Когда Ева приблизилась к нам, я выпрямился, а Екатерина задержала дыхание.
— Ева, — я старался говорить ровно и спокойно. — Объясните Екатерине, почему мы иногда пропускаем трапезы.
— Физический голод усиливает наше внимание и очищает организм. Едят только те, у кого есть противопоказания.
— Спасибо. Ты можешь идти. Скажи Ивану Моисеевичу, чтобы отправлялся на прогулку. Екатерина догонит вас через пару минут.

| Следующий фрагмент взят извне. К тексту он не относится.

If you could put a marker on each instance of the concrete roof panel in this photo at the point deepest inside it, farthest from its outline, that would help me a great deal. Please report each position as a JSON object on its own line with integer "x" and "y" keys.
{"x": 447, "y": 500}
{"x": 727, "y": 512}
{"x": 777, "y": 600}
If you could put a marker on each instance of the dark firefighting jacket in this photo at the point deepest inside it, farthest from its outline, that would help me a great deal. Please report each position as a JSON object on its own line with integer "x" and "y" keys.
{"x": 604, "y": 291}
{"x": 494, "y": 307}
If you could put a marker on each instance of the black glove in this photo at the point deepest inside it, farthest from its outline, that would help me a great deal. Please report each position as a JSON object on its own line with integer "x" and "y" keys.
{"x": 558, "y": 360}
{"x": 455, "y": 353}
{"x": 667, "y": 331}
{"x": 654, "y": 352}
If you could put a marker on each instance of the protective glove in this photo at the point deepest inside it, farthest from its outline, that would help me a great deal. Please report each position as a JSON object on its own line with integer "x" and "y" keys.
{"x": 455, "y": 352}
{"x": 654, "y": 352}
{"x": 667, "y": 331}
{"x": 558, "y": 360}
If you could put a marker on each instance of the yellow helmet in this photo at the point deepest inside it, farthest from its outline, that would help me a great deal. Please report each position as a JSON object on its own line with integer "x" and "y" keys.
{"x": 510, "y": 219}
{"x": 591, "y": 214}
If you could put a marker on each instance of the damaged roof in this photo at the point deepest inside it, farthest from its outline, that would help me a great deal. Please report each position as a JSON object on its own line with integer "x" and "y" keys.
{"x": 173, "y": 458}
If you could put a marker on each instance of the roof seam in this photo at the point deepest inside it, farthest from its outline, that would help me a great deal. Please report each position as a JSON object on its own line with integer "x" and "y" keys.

— Хорошо, — она попятилась к лестнице, одарив меня застенчивой улыбкой. — Очень приятно снова видеть вас, господин Шереметьев. Я с нетерпением жду вашего урока по углубленному познанию в этом году…
— Ева, прогулка началась две минуты назад.
— Точно. Уже бегу! — она развернулась и бросилась вниз по лестнице.
Екатерина прислонилась к дверному косяку своей комнаты и скользнула пальцами по пуговицам между грудей.
— Что вы собираетесь еще со мной делать?
— Это будет позже. И будет очень неприятно, но постарайся не беспокоиться об этом.
— Что вы имеете в виду?
Ее пальцы задрожали, и она опустила руку.
Мой взгляд проследил за движением пальцев. Зацепился за четко выступившие соски под рубашкой. Девчонка не соизволила даже надеть нижнее белье под форму!
По спине невольно пробежались мурашки.
Она тут же выпрямилась, медленно опустила руки, вздёрнула подбородок и расправила плечи. И чуть не зашипела от злости, словно понимая мой взгляд.
Ее грудь туго обтянуло рубашкой, показывая дерзкие маленькие вишенки, нежные и сочные. Вот бы сжать между пальцами, вырвать стон...
Я оторвал взгляд от девчонки и уставился на свою руку. Мои пальцы, терлись друг о дружку, указательный о большой. В желании того, чего у меня не было. Как наркоман в ломке, ей богу.
Я осторожно спрятал руку в карман. Мое дыхание оставалось ровным. Мышцы на лице даже не дрогнули. Но под ровным фасадом мои демоны бушевали в огненной печи. Они хотели страха и боли, синяков и укусов, удушья и жалобных криков. Да, и еще криков от оргазма. И просьб не останавливаться. И еще ударов, ударов… Я жаждал грубого, дикого, безжалостного траха.
Возможно, Снежина что-то почувствовала.
В воздухе разнесся запах страха. Ее дыхание прервалось, а красивое фейское личико побледнело, глаза опустились.
Но она была сильной. Она смогла бы это вынести.
О, она бы так прекрасно это восприняла! То, что я и мои демоны могут ей предложить. Ей бы понравилось.